Марина правой рукой помешивала кашу, а левой легко дотрагивалась до яиц. Гладенькие, но не все ровно прокрашенные яйца так и притягивали ее.

Она вспомнила, что Пасху в ее семье отмечают второй раз. Первый, в прошлом, в восемьдесят шестом году, ей запомнился тем, что утро было солнечное, снег почти весь сошел, а стоящая на подоконнике верба пустила небольшие корешки.

Они всей семьей — папа, мама, она и младший брат Вова — собрались на кухне. Мама сказала папе: «Христос Воскрес!», а он ей ответил: «Воистину Воскрес!». И показал Марине с Вовкой, как можно «биться» яйцами. На маринино счастье, она дольше всех продержалась: папа с братом брали уже по третьему яйцу, а она своим непобедимым яйцом растрескивала их с обоих концов. «Побеждённые» яйца сиротливо лежали на плоской тарелке и ждали, когда их съедят. Потом пришли соседи, и родители пошли их поздравлять.

Марина доваривала кашу и вспоминала, а что же еще было в день её первой пасхи. Но почему-то больше ничего не вспоминалось.

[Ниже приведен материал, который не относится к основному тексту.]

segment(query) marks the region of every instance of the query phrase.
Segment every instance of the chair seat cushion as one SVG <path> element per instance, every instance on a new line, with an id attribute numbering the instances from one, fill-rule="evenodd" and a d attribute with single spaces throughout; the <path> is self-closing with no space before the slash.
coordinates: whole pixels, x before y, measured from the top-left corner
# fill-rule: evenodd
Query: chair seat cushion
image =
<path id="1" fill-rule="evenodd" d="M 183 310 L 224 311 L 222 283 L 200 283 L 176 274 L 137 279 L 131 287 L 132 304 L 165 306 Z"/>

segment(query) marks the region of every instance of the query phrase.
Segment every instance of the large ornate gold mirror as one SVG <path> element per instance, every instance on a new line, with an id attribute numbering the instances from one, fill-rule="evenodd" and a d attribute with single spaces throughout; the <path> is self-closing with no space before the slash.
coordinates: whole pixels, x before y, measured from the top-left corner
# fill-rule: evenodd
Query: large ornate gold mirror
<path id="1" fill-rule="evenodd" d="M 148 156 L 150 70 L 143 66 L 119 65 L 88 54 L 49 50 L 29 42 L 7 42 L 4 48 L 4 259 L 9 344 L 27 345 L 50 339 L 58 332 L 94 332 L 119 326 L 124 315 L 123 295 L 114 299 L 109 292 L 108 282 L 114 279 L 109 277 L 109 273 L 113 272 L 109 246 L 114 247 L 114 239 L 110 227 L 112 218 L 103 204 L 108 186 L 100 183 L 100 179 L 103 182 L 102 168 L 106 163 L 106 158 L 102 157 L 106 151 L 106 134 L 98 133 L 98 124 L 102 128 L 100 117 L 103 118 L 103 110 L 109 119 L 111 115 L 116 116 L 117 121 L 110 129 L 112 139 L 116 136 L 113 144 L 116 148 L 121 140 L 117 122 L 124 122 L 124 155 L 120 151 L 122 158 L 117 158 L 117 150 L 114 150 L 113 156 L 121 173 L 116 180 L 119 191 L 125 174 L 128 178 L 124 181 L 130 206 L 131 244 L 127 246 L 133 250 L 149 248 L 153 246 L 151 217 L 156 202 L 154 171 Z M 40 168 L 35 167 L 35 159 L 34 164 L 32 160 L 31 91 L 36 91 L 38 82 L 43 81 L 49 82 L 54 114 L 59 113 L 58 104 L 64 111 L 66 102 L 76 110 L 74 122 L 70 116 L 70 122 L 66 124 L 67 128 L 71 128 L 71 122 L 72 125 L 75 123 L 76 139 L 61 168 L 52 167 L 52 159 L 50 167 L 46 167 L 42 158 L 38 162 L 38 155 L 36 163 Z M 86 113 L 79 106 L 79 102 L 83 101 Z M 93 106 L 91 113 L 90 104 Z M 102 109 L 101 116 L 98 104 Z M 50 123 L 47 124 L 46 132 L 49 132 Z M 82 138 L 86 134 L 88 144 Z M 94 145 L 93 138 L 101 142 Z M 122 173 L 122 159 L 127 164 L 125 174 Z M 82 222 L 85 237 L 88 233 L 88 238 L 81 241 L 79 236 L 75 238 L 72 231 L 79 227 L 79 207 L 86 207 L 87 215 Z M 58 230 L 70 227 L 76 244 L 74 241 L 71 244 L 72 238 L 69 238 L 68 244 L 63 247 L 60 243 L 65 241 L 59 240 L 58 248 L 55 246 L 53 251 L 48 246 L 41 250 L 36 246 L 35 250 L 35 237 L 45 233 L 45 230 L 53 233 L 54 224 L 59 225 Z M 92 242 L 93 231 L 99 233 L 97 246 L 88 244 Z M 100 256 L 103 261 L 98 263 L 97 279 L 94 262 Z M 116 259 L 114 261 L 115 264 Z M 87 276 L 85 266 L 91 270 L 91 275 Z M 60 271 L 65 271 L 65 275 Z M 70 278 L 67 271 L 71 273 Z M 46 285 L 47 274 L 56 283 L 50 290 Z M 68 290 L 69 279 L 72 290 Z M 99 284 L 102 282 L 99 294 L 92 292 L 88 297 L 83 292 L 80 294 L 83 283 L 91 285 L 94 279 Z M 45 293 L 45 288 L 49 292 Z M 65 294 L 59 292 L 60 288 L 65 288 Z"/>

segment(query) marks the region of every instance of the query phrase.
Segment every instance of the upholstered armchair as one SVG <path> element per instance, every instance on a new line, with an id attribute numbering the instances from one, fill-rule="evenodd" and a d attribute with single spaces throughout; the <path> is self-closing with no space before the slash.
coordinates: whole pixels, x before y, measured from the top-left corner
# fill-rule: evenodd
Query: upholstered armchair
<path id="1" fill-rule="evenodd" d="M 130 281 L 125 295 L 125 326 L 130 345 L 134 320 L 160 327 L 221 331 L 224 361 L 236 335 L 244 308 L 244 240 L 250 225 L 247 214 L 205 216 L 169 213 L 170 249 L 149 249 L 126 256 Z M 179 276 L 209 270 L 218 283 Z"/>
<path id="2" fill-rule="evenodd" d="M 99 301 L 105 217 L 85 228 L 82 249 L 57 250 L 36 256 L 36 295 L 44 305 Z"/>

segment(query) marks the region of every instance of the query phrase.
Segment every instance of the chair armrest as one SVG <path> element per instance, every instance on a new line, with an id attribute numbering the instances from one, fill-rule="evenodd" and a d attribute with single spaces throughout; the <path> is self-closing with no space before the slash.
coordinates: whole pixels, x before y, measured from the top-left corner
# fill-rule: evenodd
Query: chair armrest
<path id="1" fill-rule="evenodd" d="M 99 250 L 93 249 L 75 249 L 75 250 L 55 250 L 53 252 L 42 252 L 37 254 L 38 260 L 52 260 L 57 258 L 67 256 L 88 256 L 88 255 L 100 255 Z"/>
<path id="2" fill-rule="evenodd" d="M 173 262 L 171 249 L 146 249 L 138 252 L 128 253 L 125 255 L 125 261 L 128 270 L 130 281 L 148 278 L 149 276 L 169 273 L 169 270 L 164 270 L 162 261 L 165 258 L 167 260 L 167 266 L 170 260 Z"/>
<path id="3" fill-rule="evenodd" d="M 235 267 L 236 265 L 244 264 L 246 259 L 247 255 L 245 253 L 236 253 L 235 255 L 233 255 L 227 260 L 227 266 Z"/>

Она доварила кашу, выложила в тарелку и начала есть. Посмотрела на часы и увидела, что уже почти восемь часов, а выходить ей в пятнадцать минут девятого. Марина ела кашу, а сама смотрела на груду яиц. И тут она отложила ложку, встала и подошла к тарелке.

Она взяла в каждую руку по яйцу, удобно зажала в левой руке одно, а вторым примерилась и острым концом ударила: леворучное яйцо треснуло. Марина запрыгала от радости и тихо прокричала: «Ура!». Потом перевернула на другую сторону и ударила еще раз — опять победа! Девочка вытащила крупную плоскую тарелку, и треснувшее яйцо положила в центр. Она смотрела на одинокое яйцо и жалела его как побежденного врага. Тут она подумала: «Не переживай, скоро ты будешь не одиноко!». Взяла в левую руку следующее тупым концом вверх и ударила по нему: хрясь, и, как ей казалось, вечно непобедимое яйцо покрылось трещинами и перекочевало в левую руку, а новый победитель — в правую.

Куча треснутых яиц росла. У Марины от азарта порозовели щеки. Она подула на густую челку, чтобы не мешала. От волнения ее руки потели, и она вытирала их о свитер. В кухне только слышалось: «треск-треск», «хрясь-хрясь», «ранен», «убит», «молодец». Можно подумать, что кто-то в такую рань сам с собой играет в «морской бой».

Марина уже не смотрела на тарелку, когда надо было потянуться за очередным снарядом. И только когда ее рука нашарила пустоту, то, взглянув на пустую тарелку и на яйцо-победителя, она поняла, что пасхальная битва окончена.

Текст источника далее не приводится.